La road map Beijing is clear, and plans to reach a good level of industrialization by 2020, which will turn into advanced (with a good computerization base) by 2025, and then, in 2049, the anniversary of the establishment of the Chinese Communist Party, to rise to the rank of military superpower.

In the development project of Xi Jinping, great director of the profound Chinese transformation, a fundamental role is played by the constant, articulated and qualified collaboration existing between the military and civil world.

The civil-military integration policy, which takes the name of "civil-military fusion" policy (MCF), is a real national strategy, which aims to consolidate a system of communicating vessels between the two realities, characterized by the use combination of civilian military and civilian researchers, and the consequent development of "dual use" technologies.

It is a happy two-way interaction, which makes the entire factory of the world with its countless development centers available to the People's Liberation Army (PLA), exponentially increasing its growth opportunities in all sectors (not only) defense.

However, to think that this process was born with the appointment of the current secretary general is the most wrong2 it can be done, resulting instead the product of the political will of all its predecessors starting from Mao (with which the idea of army of people), by virtue of that all-Chinese ability to design for long periods of time.

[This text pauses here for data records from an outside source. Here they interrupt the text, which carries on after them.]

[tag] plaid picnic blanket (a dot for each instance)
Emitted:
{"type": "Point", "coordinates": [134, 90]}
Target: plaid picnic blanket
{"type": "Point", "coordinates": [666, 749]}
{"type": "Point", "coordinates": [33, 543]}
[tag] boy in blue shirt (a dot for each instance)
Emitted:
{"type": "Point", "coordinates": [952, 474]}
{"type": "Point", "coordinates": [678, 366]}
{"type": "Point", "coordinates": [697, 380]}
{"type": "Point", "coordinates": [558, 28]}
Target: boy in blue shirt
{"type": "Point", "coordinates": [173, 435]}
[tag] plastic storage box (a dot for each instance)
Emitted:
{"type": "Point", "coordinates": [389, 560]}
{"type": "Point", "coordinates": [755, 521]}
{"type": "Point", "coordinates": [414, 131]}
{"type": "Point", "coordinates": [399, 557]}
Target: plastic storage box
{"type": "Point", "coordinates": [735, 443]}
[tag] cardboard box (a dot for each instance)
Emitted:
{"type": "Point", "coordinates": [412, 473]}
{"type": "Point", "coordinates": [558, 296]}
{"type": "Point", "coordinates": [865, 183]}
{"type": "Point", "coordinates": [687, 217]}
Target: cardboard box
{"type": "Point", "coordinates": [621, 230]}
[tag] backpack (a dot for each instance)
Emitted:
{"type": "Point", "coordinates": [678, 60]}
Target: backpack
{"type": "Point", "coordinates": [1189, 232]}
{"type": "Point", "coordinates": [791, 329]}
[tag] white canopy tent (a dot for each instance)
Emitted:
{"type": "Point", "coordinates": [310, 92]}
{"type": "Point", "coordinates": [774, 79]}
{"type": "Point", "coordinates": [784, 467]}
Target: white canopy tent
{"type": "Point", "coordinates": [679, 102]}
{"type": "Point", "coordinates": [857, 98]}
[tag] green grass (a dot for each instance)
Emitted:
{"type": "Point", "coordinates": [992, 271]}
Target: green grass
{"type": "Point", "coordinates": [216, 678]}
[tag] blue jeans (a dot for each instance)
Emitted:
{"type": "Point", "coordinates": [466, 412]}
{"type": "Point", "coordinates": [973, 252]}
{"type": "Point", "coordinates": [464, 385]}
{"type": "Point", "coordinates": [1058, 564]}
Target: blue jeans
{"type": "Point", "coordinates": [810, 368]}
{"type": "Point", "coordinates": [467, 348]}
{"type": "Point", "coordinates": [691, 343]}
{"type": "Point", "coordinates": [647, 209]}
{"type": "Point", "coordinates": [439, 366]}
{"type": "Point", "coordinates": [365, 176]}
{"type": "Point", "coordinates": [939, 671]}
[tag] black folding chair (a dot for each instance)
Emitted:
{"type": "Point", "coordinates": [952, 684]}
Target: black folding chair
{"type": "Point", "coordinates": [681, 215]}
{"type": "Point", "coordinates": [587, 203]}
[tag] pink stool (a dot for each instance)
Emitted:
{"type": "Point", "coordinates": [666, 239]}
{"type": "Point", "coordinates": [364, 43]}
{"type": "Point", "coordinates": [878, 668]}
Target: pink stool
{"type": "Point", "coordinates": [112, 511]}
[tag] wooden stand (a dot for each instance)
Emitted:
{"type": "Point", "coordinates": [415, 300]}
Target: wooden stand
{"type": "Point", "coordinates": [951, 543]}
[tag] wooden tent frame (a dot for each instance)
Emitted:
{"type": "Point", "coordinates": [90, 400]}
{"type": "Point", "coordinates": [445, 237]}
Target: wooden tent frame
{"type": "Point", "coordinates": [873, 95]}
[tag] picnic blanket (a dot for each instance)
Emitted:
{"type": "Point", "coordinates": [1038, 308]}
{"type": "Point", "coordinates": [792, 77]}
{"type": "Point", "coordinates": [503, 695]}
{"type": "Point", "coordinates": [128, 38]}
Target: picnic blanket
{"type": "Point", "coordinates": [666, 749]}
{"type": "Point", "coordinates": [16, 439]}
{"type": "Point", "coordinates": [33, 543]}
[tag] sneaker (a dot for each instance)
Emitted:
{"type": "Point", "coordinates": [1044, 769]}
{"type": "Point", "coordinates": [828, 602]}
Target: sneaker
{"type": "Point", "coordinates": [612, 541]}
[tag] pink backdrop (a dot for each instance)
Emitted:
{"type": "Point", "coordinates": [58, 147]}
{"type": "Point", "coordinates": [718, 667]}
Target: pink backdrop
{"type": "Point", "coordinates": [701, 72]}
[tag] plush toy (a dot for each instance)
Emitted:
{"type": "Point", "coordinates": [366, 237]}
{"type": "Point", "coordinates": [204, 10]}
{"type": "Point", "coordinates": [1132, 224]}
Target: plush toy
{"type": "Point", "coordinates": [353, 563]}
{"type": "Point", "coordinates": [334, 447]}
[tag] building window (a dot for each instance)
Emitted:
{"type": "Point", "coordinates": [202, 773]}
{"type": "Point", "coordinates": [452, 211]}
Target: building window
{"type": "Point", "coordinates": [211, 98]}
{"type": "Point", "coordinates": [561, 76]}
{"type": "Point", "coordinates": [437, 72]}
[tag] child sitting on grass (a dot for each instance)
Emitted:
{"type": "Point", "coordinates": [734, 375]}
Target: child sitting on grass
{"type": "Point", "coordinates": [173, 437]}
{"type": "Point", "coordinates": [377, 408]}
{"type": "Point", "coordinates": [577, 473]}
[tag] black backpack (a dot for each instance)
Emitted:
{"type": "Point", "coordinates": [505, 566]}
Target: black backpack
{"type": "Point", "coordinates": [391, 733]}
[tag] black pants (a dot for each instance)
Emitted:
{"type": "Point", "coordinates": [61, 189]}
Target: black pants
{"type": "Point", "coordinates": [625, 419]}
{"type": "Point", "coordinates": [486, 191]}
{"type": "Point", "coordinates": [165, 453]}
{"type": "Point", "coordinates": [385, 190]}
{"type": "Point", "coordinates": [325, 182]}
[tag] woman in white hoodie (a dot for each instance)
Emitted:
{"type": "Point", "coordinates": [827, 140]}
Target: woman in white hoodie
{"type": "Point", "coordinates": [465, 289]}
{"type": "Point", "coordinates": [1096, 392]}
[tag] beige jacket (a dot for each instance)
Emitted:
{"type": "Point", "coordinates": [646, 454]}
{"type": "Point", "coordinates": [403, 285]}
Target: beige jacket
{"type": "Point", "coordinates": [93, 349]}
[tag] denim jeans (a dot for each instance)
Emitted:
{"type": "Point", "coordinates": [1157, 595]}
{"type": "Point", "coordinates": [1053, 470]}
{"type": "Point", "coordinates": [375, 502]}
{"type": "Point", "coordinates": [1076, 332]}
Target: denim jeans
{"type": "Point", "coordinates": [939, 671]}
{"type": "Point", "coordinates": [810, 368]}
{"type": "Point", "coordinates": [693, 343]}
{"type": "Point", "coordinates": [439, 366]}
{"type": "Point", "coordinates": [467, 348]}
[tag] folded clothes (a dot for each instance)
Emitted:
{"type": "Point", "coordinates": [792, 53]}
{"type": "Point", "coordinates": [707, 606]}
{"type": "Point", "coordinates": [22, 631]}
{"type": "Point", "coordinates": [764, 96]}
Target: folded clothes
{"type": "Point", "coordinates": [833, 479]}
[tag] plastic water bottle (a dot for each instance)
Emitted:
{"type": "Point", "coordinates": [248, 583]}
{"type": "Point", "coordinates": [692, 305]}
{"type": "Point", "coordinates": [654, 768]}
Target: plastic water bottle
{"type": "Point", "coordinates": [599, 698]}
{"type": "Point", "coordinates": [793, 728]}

In 1949, in fact, the military elites of the PLA had already understood that the role of power that China aspired to play was closely linked to its technological and industrial development, and it was for this reason that the military leadership of the time, including counting the father of the current secretary, set up a vast network of scientific and technological institutions, which developed studies and research with a dual civil and military value.

At the center of that network were the universities which, just to give an example, in the three years 1955-58 saw more than quintuple the resources made available by the central government.

The particular collaboration continued also during the Deng Xiaoping era (1978-2002), but in a unidirectional way, in the sense that this time it was up to industry and military technicians to support civilian production, with a military "pro-quota" that jumped from 5% to 70%.

This trend intensified during Hu Jintao's mandate (2002-2012) during which the concept of military civilian "integration" expanded to become a real "fusion", the result of which was the development of an expressly oriented economy to dual use.

Three programmatic lines were followed for the full realization of the MCF, as at the time they were traced by the work group specifically set up within the “National medium and long term program"(MLP) of 2006.

The first recalled the need to achieve interdependence between civil and military industry, in the sense of the predisposition of an industrial sector consisting of state owned companies (SOC) with a mixed production capacity, quickly orientable in one direction and the other , whose penetration abroad constituted a fundamental power factor, in terms of know-how need Business intelligence. This element, which alone would seem to justify the Trump administration's protectionist policy.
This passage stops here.